Offsetting Strategy means a plan specifying:

(a) the verified credits from a recognised O[o]ffset P[p]rovider that may be used by [the Company] to offset its Residual Emissions;

(b) how [the Company] will [transition:

(i) from using credits from offsetting projects that avoid or reduce emissions of GHG to projects that remove emissions of GHG; and 

(ii) to GHG removals that involve long-term storage methods with a low risk of reversal

(c) how [the Company] will reduce its use of credits by reducing its Residual Emissions [by [x] %] by 2050; and

(d) the impact of the relevant offsetting projects on a just transition and wider social and environmental goals. 

Drafting notes

See TCLP’s Offsets, Insets and Credits Explainer for more information about carbon credits purchased from regulated and voluntary markets, as well as what drafters need to consider when including offsetting in contracts.

Drafters may choose to define the last item referring to a just transition and wider social and ecological goals. If it is not defined, it may be difficult to enforce because, depending on the agreement, it may be unclear what this looks like.


Corporate climate policies, supply chain agreements, climate laws, investment and finance documentation.

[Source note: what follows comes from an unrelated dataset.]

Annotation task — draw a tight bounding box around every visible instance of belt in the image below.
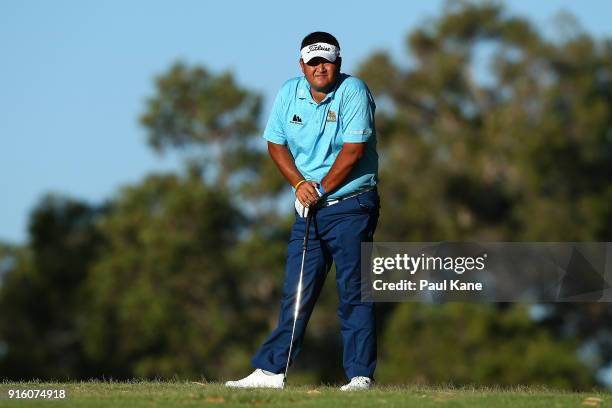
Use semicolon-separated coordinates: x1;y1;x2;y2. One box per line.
318;186;376;207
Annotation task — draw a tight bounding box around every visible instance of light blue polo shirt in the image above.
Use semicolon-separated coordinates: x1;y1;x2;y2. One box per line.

Offsetting Strategy is used in the following TCLP clauses:

[Alexandro’s Clause] Net Zero Sponsor Activation Clause;

[Cassie’s Clause] Insurance: Disclosure and Mitigation of Pending Climate Change Litigation;

[Dottie’s Clause] Climate Purchase Agreement and Underwriting Sponsor Warranties; 

[Emma’s Clause] Green Residential Lease Clauses;

[Owen’s Clause] Net Zero Target Supply Chain Cascade Clauses;

[Pasfield’s Clause] Paris Aligned Company Articles; 

[Rose’s Clause] GHG Emissions Management Plans in Infrastructure and Construction Project Finance; and

[Sebastian’s Clause] Entire Business Net Zero Objectives.